The Short Story

Entry by: Deedee

21st May 2015
“How did it happen?” Harris asks, tugging on his tie – a gesture which means, for sure, that he’s vexed.
“Well, it’s kind of a long story,” I say. “If I’m going to start at the beginning, then I’ll have to take you back to Thursday night, which was when Rob and me bumped into Brian in the Dog & Whistle . . .”

Harris holds up a well-manicured hand, cutting me off. “Précis it, lad,” he say – tug, tug, tugging as though his life depends on it.
“Pray see, what?” I ask, looking around. “I can’t see anything.”
“Not pray see, you dimwit. Précis. Précis. It’s mid eighteenth century French. It means summarise it, you idiot – give me the short story. I just want to know how we’ve ended up here. In as few words as possible.”

I glance down at the corpse by my feet. By now, it’s turning a worrying shade of blue. Well, it would be a worrying colour if Charles Bucks – or Chuck Bucks, as he was more commonly known – was still alive, but since he’s quite clearly dead, his unhealthy pallor probably isn’t concerning him too much.

“I asked you and Rob to keep an eye on him,” Harris says, “Not kill him. A missing arm or a broken leg I could work with – but this.” Here, Harris gestures dismissively towards the ex-human, undearly-departed Chuck. “It has most definitely gone past the point of no return,”
“Er, yes, I can see that,” I rally, poking Chuck gently with the point of my trainer. Unsurprisingly, he fails to respond.
“So the big question is, what are you going to do about it?”
“Me?”
“Yes, you. You were, after all, the one who killed him.”

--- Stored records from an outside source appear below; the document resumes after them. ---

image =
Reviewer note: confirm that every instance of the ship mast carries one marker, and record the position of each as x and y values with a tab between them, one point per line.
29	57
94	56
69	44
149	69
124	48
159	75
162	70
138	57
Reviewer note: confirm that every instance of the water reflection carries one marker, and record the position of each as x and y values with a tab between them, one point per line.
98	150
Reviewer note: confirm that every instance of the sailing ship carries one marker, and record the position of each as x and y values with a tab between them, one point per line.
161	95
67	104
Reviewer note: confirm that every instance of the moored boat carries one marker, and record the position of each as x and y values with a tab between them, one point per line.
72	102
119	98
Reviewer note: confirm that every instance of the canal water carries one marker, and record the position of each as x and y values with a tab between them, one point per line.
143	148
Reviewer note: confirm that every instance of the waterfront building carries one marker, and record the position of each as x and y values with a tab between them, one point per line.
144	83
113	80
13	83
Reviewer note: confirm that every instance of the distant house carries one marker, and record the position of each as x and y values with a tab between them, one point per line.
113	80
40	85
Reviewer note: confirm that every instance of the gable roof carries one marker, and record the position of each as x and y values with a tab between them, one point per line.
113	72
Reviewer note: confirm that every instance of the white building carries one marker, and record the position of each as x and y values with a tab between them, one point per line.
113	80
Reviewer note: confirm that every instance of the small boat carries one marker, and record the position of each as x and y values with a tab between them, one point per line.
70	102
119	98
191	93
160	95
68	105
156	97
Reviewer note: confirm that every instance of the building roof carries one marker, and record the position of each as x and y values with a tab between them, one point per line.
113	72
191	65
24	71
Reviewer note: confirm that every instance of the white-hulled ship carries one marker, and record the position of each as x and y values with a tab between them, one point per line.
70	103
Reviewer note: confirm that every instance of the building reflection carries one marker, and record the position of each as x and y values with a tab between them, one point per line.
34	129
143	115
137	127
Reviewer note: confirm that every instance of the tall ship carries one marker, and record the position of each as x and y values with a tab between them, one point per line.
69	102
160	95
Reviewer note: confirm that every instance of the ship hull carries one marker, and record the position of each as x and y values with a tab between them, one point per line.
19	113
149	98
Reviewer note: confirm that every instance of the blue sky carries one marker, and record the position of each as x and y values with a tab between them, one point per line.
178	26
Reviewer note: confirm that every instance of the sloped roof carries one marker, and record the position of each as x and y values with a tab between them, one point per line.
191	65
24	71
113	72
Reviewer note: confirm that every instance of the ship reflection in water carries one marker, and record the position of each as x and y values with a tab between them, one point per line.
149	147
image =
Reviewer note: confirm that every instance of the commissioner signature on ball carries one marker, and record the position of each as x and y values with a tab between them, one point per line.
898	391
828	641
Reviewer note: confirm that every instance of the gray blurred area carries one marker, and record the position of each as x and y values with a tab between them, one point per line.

I grimace inwardly. This isn’t exactly true, but since Harris is declining to let me elaborate, I have to concede that, to all intents and purposes, it does indeed look as though I was solely responsible for Chuck’s demise.

You see, Thursday night was actually quite important. It was, for Chuck, Day 1 of his incarceration in my basement. I was ‘putting him up’, shall we say, on behalf of Harris who has a wife and three kids – any one of whom might have noticed Chuck being bundled, blindfolded and gagged, into their home. I could see it now – Harris, fag dangling partway out of his mouth as he and Rob struggled to manoeuvre the weighty lumpiness of Chuck past the TV room. “Don’t mind me kids, you carry on with Spongebob Squarepants. I’m just going to pop Uncle Chuck into the basement, alongside my 1961 Chateau Palmer Margaux.” No, it was never going to happen. So it fell to muggings here to contain him.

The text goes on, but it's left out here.